Что это? Есть я, кто в одиночестве, в пустой конторе, может жить воображением без ущерба для разума. Я не страдаю, прерывая размышления, отходя от конторок и стеллажей для посылок, где сейчас только бумага и мотки бечевки. Я сейчас сижу не на моей высокой скамье, но опустил руки на круглые подлокотники кресла, принадлежащего Морейре, – словно продвинулся по службе. Может быть, из-за этого я впал в рассеянность. Жаркие дни навевают сон; вялый, я дремлю без дремоты. И поэтому думаю таким образом.
Улица меня утомляет, нет, пожалуй, не утомляет: жизнь, по сути, есть улица. Напротив справа находится таверна, и мастерская по изготовлению тары тоже напротив, левее; и посередине сапожник стучит молотком, сидя перед воротами конторы «Африканской компании». На третьем этаже небольшая гостиница, говорят, это притон, но ведь такова вся наша жизнь.
Утомляет ли меня улица? Только когда думаю. Когда я смотрю на улицу или ее чувствую, я не думаю: работаю, полный внутреннего покоя в своем углу. У меня нет души, ее нет ни у кого – все является работой во плоти.
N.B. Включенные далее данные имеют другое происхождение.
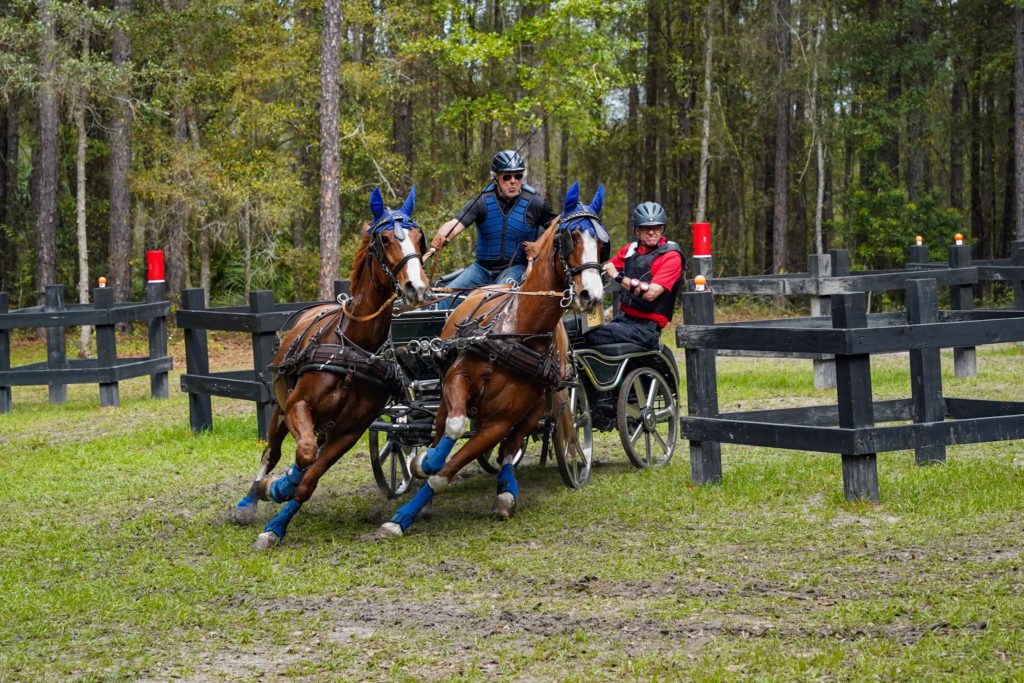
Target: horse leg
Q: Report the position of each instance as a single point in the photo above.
(300, 423)
(245, 511)
(508, 487)
(478, 443)
(276, 527)
(452, 416)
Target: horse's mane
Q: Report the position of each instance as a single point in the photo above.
(361, 255)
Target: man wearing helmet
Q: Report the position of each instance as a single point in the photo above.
(649, 273)
(507, 213)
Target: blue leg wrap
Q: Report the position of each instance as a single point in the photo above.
(506, 480)
(436, 456)
(284, 488)
(250, 500)
(407, 513)
(280, 523)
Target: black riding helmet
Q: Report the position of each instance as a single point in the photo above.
(507, 161)
(649, 213)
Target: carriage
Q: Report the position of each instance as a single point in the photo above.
(620, 387)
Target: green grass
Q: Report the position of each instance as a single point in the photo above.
(116, 560)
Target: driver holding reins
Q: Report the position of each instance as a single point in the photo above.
(507, 213)
(649, 273)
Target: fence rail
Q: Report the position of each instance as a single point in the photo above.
(262, 318)
(107, 369)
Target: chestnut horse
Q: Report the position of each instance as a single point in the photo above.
(507, 351)
(330, 378)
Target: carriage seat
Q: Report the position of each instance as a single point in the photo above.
(616, 349)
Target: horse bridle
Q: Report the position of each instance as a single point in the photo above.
(564, 246)
(377, 249)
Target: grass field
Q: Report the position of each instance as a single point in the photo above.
(117, 562)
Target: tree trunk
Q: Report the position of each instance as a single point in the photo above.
(121, 235)
(706, 118)
(46, 218)
(6, 249)
(1019, 121)
(648, 160)
(780, 196)
(817, 134)
(916, 171)
(633, 150)
(956, 137)
(330, 208)
(85, 331)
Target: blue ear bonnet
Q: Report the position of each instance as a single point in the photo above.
(584, 217)
(386, 219)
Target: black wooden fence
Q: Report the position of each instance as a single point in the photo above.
(261, 318)
(107, 369)
(830, 273)
(849, 427)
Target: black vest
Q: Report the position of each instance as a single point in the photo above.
(638, 267)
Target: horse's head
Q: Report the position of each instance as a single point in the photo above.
(397, 245)
(583, 246)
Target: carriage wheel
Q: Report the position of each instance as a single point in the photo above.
(390, 463)
(574, 460)
(647, 418)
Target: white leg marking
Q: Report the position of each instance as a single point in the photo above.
(455, 426)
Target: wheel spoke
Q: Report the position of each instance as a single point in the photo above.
(636, 434)
(665, 446)
(653, 393)
(638, 390)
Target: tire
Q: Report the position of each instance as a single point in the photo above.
(576, 458)
(648, 418)
(390, 463)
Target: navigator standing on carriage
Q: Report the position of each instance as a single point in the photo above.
(649, 272)
(507, 213)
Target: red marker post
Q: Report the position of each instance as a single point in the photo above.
(155, 266)
(701, 249)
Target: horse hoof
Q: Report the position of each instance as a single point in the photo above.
(266, 541)
(389, 530)
(243, 516)
(505, 506)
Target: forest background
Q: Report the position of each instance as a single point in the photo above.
(243, 137)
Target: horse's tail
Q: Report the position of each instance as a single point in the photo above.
(565, 433)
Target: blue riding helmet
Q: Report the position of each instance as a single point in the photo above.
(586, 217)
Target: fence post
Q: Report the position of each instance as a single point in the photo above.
(818, 266)
(5, 401)
(107, 352)
(56, 346)
(264, 344)
(197, 363)
(1017, 259)
(918, 254)
(155, 293)
(701, 389)
(926, 369)
(962, 298)
(853, 384)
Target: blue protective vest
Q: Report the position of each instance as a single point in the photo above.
(500, 236)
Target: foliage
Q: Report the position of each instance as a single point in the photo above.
(883, 223)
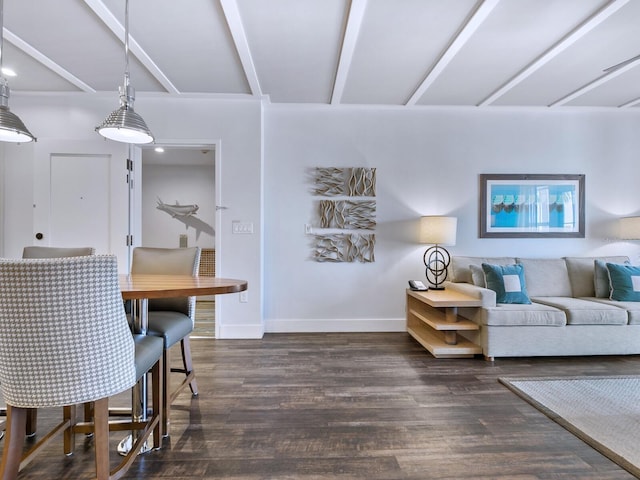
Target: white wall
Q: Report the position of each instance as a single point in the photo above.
(234, 126)
(428, 162)
(188, 184)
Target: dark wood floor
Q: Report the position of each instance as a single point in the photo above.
(358, 406)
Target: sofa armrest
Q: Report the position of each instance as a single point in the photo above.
(487, 296)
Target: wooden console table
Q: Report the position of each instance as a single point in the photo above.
(432, 319)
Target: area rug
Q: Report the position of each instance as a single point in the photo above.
(602, 411)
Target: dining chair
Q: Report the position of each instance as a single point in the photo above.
(172, 319)
(64, 341)
(48, 252)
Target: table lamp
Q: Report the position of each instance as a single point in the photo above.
(437, 230)
(630, 228)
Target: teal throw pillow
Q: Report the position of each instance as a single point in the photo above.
(507, 281)
(601, 279)
(625, 282)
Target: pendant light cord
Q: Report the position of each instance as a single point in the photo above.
(126, 45)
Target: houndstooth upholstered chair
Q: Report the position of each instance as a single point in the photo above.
(49, 252)
(171, 318)
(65, 340)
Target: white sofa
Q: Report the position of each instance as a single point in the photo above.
(570, 312)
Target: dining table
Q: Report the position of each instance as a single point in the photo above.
(140, 288)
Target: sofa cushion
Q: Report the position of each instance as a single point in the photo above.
(589, 276)
(477, 276)
(546, 277)
(459, 270)
(632, 308)
(625, 282)
(514, 315)
(507, 281)
(586, 312)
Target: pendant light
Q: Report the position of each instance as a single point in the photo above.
(11, 127)
(123, 124)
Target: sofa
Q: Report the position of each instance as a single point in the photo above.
(570, 310)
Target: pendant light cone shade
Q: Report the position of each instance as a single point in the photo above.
(124, 124)
(11, 127)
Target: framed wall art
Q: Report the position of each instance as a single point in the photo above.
(530, 206)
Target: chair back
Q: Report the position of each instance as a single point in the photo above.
(64, 335)
(168, 261)
(56, 252)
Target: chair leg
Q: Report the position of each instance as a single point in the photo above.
(13, 442)
(69, 437)
(101, 437)
(32, 421)
(157, 398)
(185, 347)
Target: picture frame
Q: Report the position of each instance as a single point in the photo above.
(532, 206)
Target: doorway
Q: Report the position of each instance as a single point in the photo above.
(178, 209)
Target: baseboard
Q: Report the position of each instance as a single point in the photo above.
(238, 332)
(336, 325)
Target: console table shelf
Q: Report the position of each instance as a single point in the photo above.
(432, 319)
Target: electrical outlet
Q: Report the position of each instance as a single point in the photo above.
(241, 227)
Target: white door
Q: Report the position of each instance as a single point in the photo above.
(80, 199)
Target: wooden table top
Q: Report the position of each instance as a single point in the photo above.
(136, 286)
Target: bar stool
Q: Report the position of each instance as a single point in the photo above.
(172, 319)
(65, 340)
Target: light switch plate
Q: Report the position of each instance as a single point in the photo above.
(241, 227)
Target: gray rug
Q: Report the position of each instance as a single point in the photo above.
(602, 411)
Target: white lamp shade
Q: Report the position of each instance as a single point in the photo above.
(630, 228)
(438, 230)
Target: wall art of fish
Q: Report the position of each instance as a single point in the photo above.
(177, 210)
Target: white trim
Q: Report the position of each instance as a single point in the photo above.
(338, 325)
(252, 331)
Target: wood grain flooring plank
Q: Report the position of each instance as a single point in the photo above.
(356, 407)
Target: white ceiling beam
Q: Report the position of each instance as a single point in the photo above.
(477, 18)
(46, 61)
(596, 83)
(351, 33)
(631, 103)
(105, 15)
(579, 32)
(234, 21)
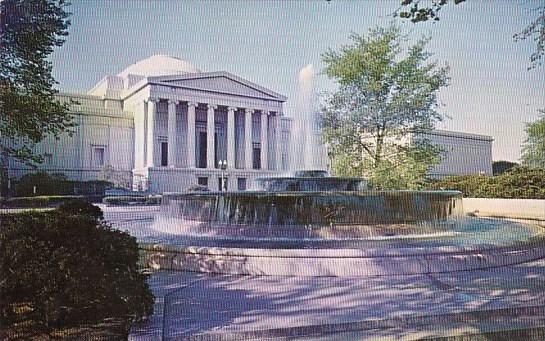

Далеко, там, где течет жизнь миллионеров, тоже есть работа и тоже нет души. Как бы я хотел, чтобы от меня осталась одна фраза из тех, о которых говорят: «Хорошо сделано!»
Я всегда буду, уверен в этом, помощником счетовода на товарном складе. Я желаю с жестокой искренностью, никогда не продвигаться дальше счетовода.
Выпадает много – не знаю, дней ли, месяцев ли, – когда я не записываю никаких впечатлений; я не думаю, следовательно, не существую. Я забыл, кто я; не умею писать, потому что не умею быть. Какая-то неестественная дремота сделала меня другим. Знать, что не помню о себе, значит проснуться.
Часть своей жизни я находился в подобии обморока. Возвращаюсь в себя, не помня, кто я есть, память о том, кем я был, прерывиста. Во мне живет смутное представление о каком-то провале, ничтожное усилие одной части памяти, желающей найти другую часть. Не могу восстановить себя. Если я и жил, то забыл, что знал об этом.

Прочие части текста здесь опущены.